Cette prolongation a cependant connu de nombreux bouleversements. Comme l’indique Benoit Merlaud, journaliste pour le média spécialisé Linéaires : “rallonger de plus de deux ans, sans évaluation préalable, une expérimentation qui a déjà suscité de nombreuses critiques paraissait pour le moins précipité”. Dans cette lignée, l’Assemblée et le Sénat se sont l’un après l’autre positionnés sur ce délai de rallongement. L’Assemblée nationale, en première lecture, a raccourci le délai à 18 mois. Dans un amendement adopté le 18 mai, le Sénat quant à lui proposait “de prolonger de 14 mois cette expérimentation”, une période donc sensiblement plus courte que celle suggérée par le gouvernement.

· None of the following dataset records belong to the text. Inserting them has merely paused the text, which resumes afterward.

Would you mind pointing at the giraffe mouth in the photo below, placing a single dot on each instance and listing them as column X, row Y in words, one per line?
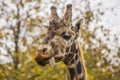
column 42, row 58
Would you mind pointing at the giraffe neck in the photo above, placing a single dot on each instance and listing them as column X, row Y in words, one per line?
column 75, row 65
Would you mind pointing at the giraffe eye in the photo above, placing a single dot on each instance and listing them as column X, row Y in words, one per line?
column 66, row 36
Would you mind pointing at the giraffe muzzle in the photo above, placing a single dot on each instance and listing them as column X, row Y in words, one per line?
column 42, row 57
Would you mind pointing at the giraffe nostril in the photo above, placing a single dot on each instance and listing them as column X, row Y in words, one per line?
column 44, row 50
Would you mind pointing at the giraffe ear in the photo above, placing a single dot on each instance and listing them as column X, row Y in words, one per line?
column 77, row 26
column 67, row 19
column 54, row 15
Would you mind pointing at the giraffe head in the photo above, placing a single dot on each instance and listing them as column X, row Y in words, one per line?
column 59, row 37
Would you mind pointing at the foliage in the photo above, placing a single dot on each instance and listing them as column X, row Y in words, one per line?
column 21, row 36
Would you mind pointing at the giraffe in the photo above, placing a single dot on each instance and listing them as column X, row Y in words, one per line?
column 61, row 44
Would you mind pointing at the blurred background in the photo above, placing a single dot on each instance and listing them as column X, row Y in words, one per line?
column 23, row 24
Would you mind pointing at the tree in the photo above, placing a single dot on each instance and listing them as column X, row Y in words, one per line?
column 22, row 32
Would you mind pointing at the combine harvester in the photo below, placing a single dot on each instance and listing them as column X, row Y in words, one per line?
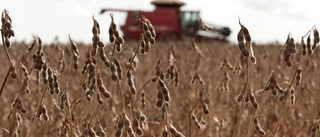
column 170, row 22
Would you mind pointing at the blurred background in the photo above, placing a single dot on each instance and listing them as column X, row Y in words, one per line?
column 267, row 20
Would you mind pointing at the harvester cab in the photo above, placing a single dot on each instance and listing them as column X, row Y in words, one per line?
column 169, row 21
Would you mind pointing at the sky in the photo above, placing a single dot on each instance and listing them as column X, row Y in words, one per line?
column 268, row 21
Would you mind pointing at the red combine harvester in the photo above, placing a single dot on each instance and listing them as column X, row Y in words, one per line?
column 169, row 22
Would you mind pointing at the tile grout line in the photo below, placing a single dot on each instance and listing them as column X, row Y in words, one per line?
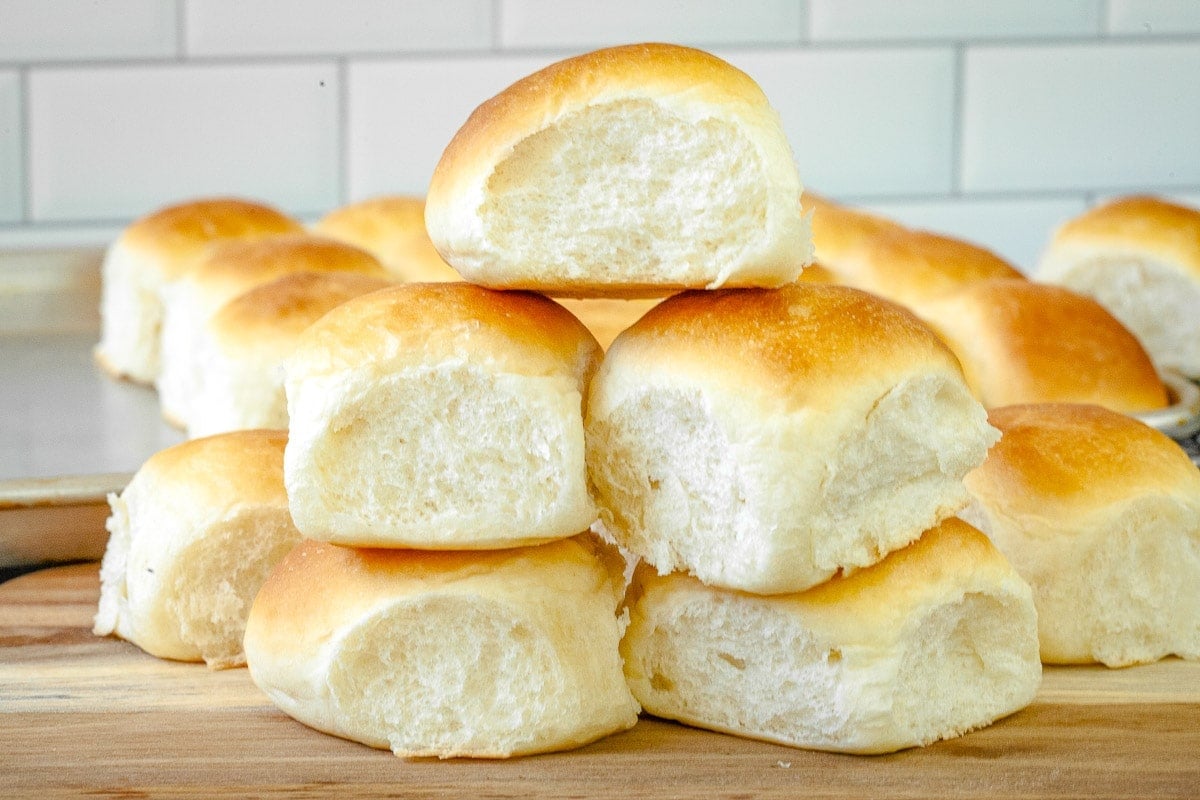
column 180, row 30
column 27, row 146
column 343, row 130
column 497, row 26
column 957, row 103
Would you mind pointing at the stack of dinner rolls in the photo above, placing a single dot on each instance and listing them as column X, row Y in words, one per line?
column 774, row 449
column 450, row 600
column 1018, row 341
column 767, row 437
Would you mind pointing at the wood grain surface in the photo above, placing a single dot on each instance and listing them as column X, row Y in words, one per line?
column 84, row 716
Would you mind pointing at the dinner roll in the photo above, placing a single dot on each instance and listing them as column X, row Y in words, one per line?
column 936, row 639
column 154, row 251
column 912, row 266
column 192, row 537
column 393, row 229
column 633, row 170
column 441, row 415
column 1024, row 342
column 1140, row 258
column 225, row 270
column 1101, row 513
column 766, row 439
column 243, row 348
column 487, row 654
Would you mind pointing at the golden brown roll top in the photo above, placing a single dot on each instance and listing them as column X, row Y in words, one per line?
column 447, row 654
column 393, row 229
column 243, row 348
column 154, row 251
column 1101, row 513
column 838, row 230
column 801, row 346
column 1140, row 258
column 171, row 238
column 228, row 269
column 936, row 639
column 633, row 170
column 225, row 270
column 765, row 439
column 441, row 415
column 193, row 536
column 1024, row 342
column 521, row 332
column 912, row 266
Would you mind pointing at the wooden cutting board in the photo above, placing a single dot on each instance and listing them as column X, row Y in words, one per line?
column 87, row 716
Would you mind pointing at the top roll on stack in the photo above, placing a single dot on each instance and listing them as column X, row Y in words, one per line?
column 765, row 437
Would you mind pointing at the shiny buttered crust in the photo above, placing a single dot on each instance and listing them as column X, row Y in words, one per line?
column 1025, row 342
column 1140, row 258
column 441, row 415
column 227, row 269
column 221, row 274
column 1168, row 232
column 1101, row 513
column 765, row 439
column 169, row 238
column 243, row 349
column 192, row 537
column 393, row 229
column 910, row 266
column 936, row 639
column 273, row 316
column 150, row 253
column 838, row 230
column 633, row 170
column 491, row 654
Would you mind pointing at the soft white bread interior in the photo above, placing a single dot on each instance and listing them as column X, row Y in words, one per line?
column 937, row 639
column 1140, row 258
column 225, row 270
column 766, row 439
column 633, row 170
column 911, row 266
column 1025, row 342
column 490, row 654
column 192, row 537
column 393, row 229
column 441, row 415
column 154, row 251
column 1101, row 513
column 243, row 348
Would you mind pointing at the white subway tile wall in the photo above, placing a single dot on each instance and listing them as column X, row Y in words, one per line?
column 863, row 121
column 1153, row 17
column 994, row 121
column 958, row 19
column 586, row 23
column 70, row 30
column 12, row 176
column 403, row 113
column 117, row 142
column 318, row 26
column 1077, row 116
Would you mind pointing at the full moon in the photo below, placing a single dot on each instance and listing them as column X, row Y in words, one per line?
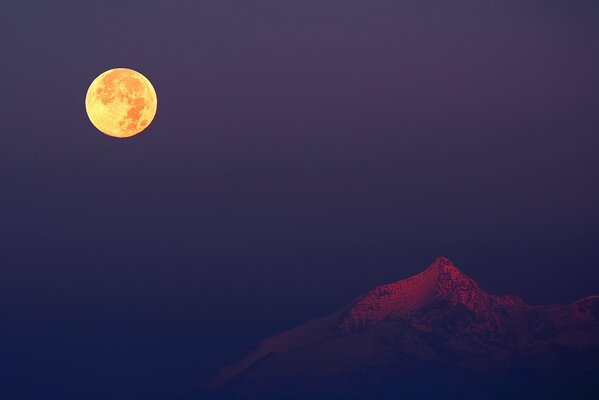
column 121, row 102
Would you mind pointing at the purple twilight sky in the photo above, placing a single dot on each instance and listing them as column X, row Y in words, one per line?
column 303, row 152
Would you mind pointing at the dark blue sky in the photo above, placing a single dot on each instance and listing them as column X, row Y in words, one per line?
column 302, row 153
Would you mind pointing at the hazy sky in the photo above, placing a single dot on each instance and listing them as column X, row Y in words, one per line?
column 302, row 153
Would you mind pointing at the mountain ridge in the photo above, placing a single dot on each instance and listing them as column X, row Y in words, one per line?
column 440, row 318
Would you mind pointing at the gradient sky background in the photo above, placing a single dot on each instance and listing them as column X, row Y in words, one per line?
column 303, row 152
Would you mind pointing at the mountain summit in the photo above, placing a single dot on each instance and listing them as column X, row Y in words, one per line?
column 438, row 322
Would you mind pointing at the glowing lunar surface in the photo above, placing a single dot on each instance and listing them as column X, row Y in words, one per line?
column 121, row 102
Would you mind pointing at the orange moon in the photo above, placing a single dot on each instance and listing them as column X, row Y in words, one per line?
column 121, row 102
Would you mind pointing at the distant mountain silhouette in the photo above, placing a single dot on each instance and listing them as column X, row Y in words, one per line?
column 434, row 334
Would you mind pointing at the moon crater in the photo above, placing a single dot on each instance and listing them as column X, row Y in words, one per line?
column 121, row 102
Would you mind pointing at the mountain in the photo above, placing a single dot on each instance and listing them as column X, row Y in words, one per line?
column 434, row 333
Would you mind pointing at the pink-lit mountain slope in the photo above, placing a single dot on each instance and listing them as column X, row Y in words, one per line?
column 439, row 318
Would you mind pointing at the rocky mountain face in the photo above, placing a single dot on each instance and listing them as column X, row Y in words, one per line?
column 433, row 333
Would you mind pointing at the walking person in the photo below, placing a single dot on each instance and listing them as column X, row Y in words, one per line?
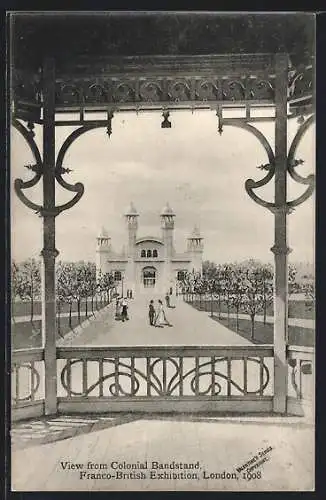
column 161, row 318
column 124, row 312
column 118, row 309
column 151, row 313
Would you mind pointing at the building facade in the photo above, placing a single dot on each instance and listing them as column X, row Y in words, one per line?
column 147, row 263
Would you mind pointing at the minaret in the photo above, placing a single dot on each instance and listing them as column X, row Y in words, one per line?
column 131, row 216
column 195, row 248
column 103, row 248
column 167, row 224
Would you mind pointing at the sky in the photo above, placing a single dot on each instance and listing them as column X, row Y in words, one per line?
column 200, row 173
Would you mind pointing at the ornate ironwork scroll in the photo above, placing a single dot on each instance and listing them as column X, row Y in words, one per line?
column 250, row 184
column 167, row 384
column 292, row 163
column 35, row 380
column 37, row 168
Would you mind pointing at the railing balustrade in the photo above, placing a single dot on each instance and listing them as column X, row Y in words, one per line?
column 27, row 383
column 301, row 379
column 174, row 378
column 161, row 379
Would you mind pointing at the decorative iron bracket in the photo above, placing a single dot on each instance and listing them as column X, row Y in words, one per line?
column 250, row 184
column 38, row 169
column 292, row 163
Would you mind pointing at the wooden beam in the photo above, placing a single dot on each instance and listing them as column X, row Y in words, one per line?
column 49, row 251
column 280, row 248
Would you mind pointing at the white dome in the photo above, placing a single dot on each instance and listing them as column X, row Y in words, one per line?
column 131, row 210
column 103, row 233
column 167, row 210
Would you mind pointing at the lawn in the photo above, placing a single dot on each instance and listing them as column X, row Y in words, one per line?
column 21, row 308
column 29, row 334
column 297, row 308
column 264, row 333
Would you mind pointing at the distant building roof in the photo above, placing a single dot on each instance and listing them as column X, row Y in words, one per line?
column 167, row 210
column 131, row 210
column 103, row 233
column 195, row 234
column 144, row 239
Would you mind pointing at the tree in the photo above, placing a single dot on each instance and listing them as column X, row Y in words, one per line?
column 237, row 290
column 15, row 284
column 254, row 295
column 66, row 287
column 294, row 286
column 310, row 294
column 29, row 282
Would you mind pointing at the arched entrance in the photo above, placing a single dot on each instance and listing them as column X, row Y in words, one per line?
column 149, row 277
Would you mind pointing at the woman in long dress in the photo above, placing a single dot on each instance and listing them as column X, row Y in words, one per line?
column 161, row 319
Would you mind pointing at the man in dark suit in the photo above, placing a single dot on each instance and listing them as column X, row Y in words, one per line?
column 151, row 313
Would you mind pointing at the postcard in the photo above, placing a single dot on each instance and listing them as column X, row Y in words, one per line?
column 162, row 251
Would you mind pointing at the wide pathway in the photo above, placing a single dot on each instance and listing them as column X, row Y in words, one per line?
column 216, row 446
column 189, row 327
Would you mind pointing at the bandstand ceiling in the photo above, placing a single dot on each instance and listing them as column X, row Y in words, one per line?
column 67, row 36
column 115, row 61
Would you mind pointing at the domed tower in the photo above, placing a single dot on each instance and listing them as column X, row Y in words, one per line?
column 131, row 216
column 103, row 248
column 195, row 248
column 167, row 224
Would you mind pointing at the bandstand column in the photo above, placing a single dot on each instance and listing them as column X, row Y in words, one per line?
column 49, row 251
column 280, row 248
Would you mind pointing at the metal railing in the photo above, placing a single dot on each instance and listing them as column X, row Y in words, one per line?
column 173, row 377
column 161, row 379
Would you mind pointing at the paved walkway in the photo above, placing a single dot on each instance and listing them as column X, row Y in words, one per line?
column 189, row 327
column 217, row 446
column 302, row 322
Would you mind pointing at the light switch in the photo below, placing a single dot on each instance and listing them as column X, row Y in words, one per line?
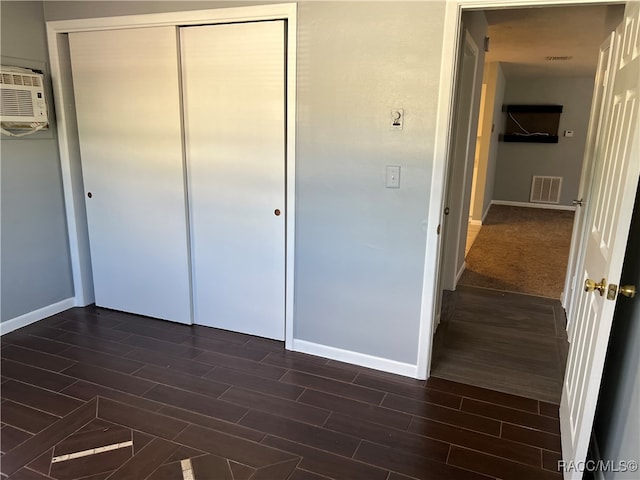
column 393, row 176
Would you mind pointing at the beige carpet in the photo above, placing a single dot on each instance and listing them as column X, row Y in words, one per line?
column 523, row 250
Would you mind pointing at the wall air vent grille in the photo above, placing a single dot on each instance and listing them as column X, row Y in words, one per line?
column 17, row 79
column 16, row 103
column 545, row 189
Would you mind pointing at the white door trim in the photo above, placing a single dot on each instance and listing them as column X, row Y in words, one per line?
column 448, row 72
column 68, row 138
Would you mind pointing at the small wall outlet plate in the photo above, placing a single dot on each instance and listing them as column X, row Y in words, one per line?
column 393, row 176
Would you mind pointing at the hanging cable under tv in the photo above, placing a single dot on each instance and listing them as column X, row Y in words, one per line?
column 532, row 123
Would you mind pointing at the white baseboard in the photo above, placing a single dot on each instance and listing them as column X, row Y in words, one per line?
column 598, row 474
column 369, row 361
column 547, row 206
column 486, row 212
column 31, row 317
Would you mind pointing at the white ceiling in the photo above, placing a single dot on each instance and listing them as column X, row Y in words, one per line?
column 521, row 39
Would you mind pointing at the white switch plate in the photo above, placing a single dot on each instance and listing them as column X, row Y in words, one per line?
column 397, row 118
column 393, row 176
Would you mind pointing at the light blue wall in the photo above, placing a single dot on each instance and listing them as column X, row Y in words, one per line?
column 35, row 260
column 359, row 246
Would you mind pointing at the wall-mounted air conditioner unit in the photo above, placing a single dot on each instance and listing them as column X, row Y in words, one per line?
column 23, row 106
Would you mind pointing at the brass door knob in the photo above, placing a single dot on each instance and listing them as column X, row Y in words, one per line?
column 628, row 291
column 590, row 286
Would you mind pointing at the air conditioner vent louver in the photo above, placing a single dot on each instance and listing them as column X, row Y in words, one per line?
column 545, row 189
column 16, row 103
column 15, row 79
column 23, row 105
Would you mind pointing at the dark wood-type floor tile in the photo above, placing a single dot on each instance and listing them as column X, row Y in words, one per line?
column 304, row 433
column 35, row 359
column 242, row 451
column 39, row 398
column 443, row 414
column 244, row 408
column 364, row 411
column 510, row 415
column 328, row 464
column 414, row 466
column 25, row 418
column 35, row 376
column 497, row 467
column 47, row 438
column 11, row 437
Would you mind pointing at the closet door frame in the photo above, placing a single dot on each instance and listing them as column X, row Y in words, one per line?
column 57, row 33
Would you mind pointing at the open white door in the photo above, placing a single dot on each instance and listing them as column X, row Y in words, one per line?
column 461, row 168
column 601, row 92
column 617, row 167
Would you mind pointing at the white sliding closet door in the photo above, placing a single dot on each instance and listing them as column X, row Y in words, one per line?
column 127, row 95
column 234, row 106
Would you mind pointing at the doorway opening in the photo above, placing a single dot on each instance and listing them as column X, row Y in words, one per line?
column 498, row 336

En plus de cette modification de la période de prolongement, la Commission des Affaires Economiques du Sénat s’est aussi positionnée sur l’adoption d’un amendement transpartisan qui vise dès à présent à corriger un effet critiquable de la loi “Egalim”. Le Sénat “vise à introduire un correctif attendu des professionnels” en donnant la possibilité, pour certains produits saisonniers, de déroger uniquement à l’encadrement des avantages promotionnels en volume à 25% des ventes. L’idée de ce changement est de venir en aide aux filières agricoles françaises dont les produits s’écoulent sur une période courte et traditionnellement très animée par les promotions. Nul doute que les prochaines discussions sur le sujet permettront de rouvrir les débats occasionnés lors du vote de la loi il y a près de deux ans à la lumière de la crise que nous venons de vivre.